The cloud’s USP is its ability to help harvest value from a range of real world data and increasing quantities of patient data, says Streeter. Scraping patient data from a variety of sources such as pharmacy databases and interpreting and presenting it using the latest AI, predictive analytics and enhanced visualization tools, is an emerging area where the tech and pharma sector has great scope to collaborate fruitfully.

Optimizing opportunities
Big data analytics now enable pharma companies to humanize the insights gathered on patients, says Maurice Straetmans, Vice President Healthcare at Tsquared Insights, a digital consumer insights agency. “Knowing that most of our decisions today, across industries including healthcare, are influenced by what we see and do online, it is vital for pharma to focus on truly understanding each step of the digital journey of their patients and doctors.”

By analyzing online search behaviors of patients and doctors anonymously, pharma companies can now glean new insights to better understand and reach their target audience, identify their needs, concerns, spheres of interest and touchpoints.

Crunching this data could answer critical questions such as: what is the true need of my patients? What do they do before and after they search on their specific medical condition or any given pharma brand? What type of content are they looking for and where can I find them? What is their profile at different stages of their online journey and how can I effectively reach them?

Sharing is caring
Tech players also see the world of data very differently to pharma, believing that freeing data unlocks its value, while culturally pharma tends to be more protective, says Streeter. “They have to figure out how to share data. There is a tendency for them to jealously guard their data.

“They are worried about how they collect it, what drugs they collected it with and feel they own that data. They do not want other companies to understand where they are with development, how trials went. The view is that data is theirs and it is gold.”

This is missing the chance to build value, owning a larger slice of a collective pie, and save money through sharing in appropriate ways, says Streeter. “If they share their data more on patients, there is greater value.

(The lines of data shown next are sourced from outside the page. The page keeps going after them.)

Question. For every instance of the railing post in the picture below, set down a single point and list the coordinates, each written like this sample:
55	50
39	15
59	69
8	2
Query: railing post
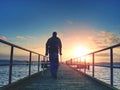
38	62
11	63
30	63
85	65
111	66
93	65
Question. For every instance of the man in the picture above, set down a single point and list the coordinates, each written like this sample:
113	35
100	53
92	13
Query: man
53	47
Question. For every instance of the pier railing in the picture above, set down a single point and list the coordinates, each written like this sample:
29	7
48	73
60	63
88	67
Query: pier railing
82	63
28	63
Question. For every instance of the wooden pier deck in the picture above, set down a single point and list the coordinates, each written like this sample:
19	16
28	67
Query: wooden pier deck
68	79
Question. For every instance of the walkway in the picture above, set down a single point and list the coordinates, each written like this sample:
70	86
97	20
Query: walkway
68	79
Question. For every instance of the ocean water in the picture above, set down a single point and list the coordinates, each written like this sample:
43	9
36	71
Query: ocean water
103	74
20	71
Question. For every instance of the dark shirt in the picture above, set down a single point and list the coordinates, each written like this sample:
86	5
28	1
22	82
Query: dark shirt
53	45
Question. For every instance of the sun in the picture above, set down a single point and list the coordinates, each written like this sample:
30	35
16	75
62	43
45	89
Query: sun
78	51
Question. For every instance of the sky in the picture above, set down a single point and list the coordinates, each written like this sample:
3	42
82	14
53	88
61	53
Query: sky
87	25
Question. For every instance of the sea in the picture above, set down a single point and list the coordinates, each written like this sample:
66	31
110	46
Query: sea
21	71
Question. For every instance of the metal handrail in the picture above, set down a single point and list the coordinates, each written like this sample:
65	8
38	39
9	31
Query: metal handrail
93	60
11	57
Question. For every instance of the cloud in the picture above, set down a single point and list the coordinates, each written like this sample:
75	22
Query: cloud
20	37
69	22
3	38
105	39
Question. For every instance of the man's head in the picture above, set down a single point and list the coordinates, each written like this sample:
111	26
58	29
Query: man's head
54	34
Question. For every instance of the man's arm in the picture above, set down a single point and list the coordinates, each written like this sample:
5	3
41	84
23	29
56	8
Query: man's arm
60	46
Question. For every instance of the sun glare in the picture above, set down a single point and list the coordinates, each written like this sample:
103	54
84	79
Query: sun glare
80	51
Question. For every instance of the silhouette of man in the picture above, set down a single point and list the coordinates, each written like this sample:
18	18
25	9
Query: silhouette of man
53	48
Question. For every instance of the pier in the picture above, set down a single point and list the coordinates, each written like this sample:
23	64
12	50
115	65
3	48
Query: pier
68	79
70	75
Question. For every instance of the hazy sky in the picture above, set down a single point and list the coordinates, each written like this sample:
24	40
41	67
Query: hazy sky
79	23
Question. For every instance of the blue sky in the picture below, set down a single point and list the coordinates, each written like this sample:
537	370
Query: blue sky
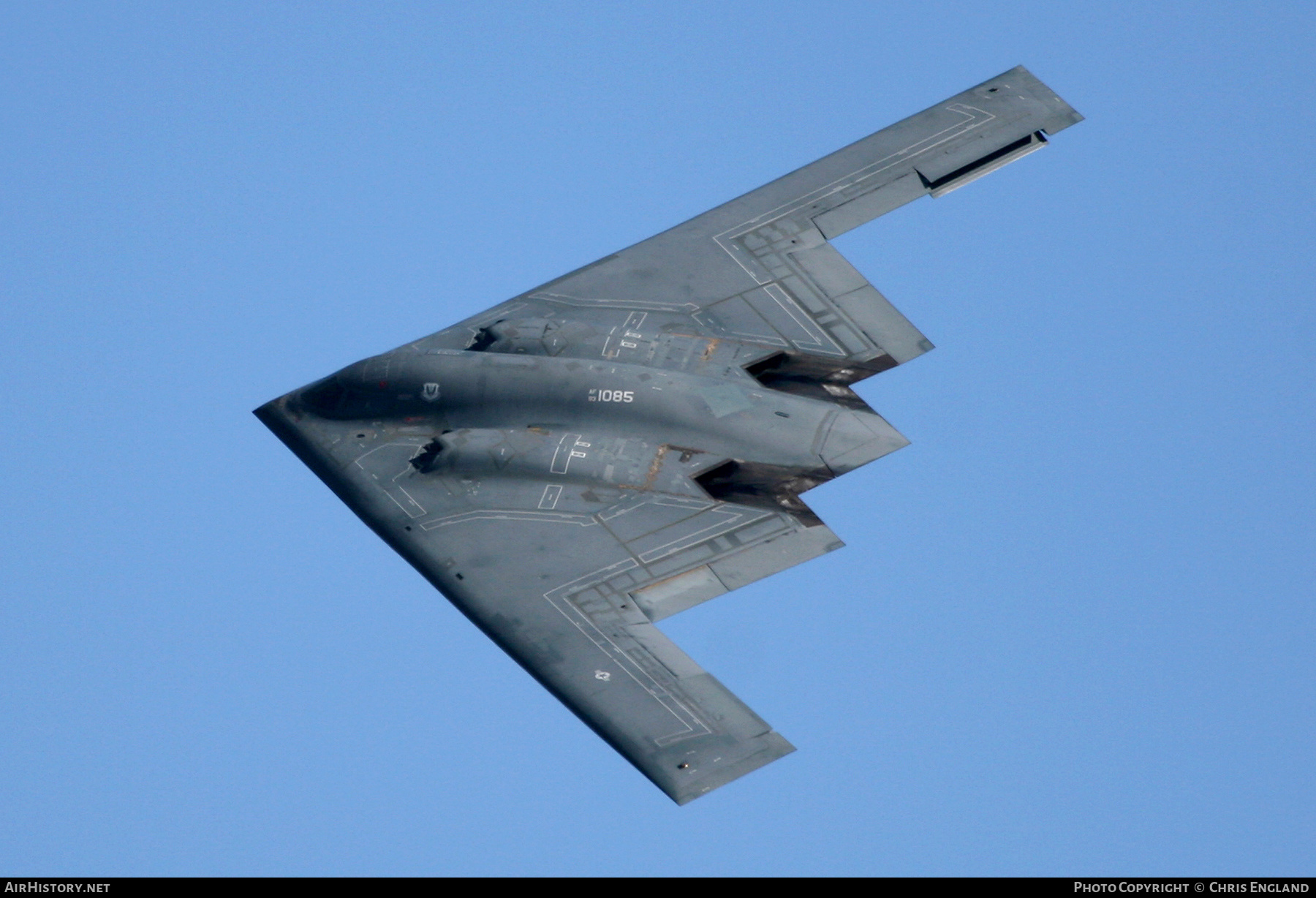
1073	628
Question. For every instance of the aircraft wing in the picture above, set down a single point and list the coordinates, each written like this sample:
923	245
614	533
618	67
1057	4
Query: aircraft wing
760	268
569	581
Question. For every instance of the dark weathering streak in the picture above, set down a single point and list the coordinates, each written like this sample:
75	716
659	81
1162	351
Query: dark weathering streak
632	439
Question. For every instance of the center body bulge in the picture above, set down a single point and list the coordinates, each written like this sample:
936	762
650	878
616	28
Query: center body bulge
590	420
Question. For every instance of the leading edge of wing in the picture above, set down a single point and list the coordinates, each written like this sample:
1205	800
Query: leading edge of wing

With a bigger data set they can save a lot of time and effort and can stop running certain types of trials that may have been done by others already.”

There are some signs this is beginning to happen, says Streeter, with three or four large companies sharing their drug development results in oncology.  

Sharing data is likely to create value in the areas where healthcare and the life sciences are converging, for example in genomics, says Streeter. “Oracle has developed a competence in warehousing electronic health records and genomics data, which can help with the development of precision medicine.

Developing competencies in how best to gather and collate data will be central to the more patient-centric model that is emerging. “We are heading down a path towards being more engaged with the patient, to gather data from different places so we can learn from the patient, and employing this data to aid drug discovery, development and research,” says Streeter.

“What is interesting about big data is that 90% of it has been created in the last two years. And most of that data is consumer generated”, says Straetmans.

In a wider context it is necessary for pharma to adapt their business model and digitize their operational business segments. The importance of real world evidence and consumerism in healthcare is growing fast and so is the amount of data in itself: managing this explosion of data requires a partner that helps them making meaningful sense of it and generate actionable insights.

Those pharma companies who are winning in the marketplace today are those who have embraced digital transformation already and have embedded it into the organization. For example, look at the pharma companies who have appointed a chief data officer in the last few years. It demonstrates a high level of understanding and the importance they assign to it, says Straetmans. “They need to really become digital savvy. In the world of big data, you can explore everything.”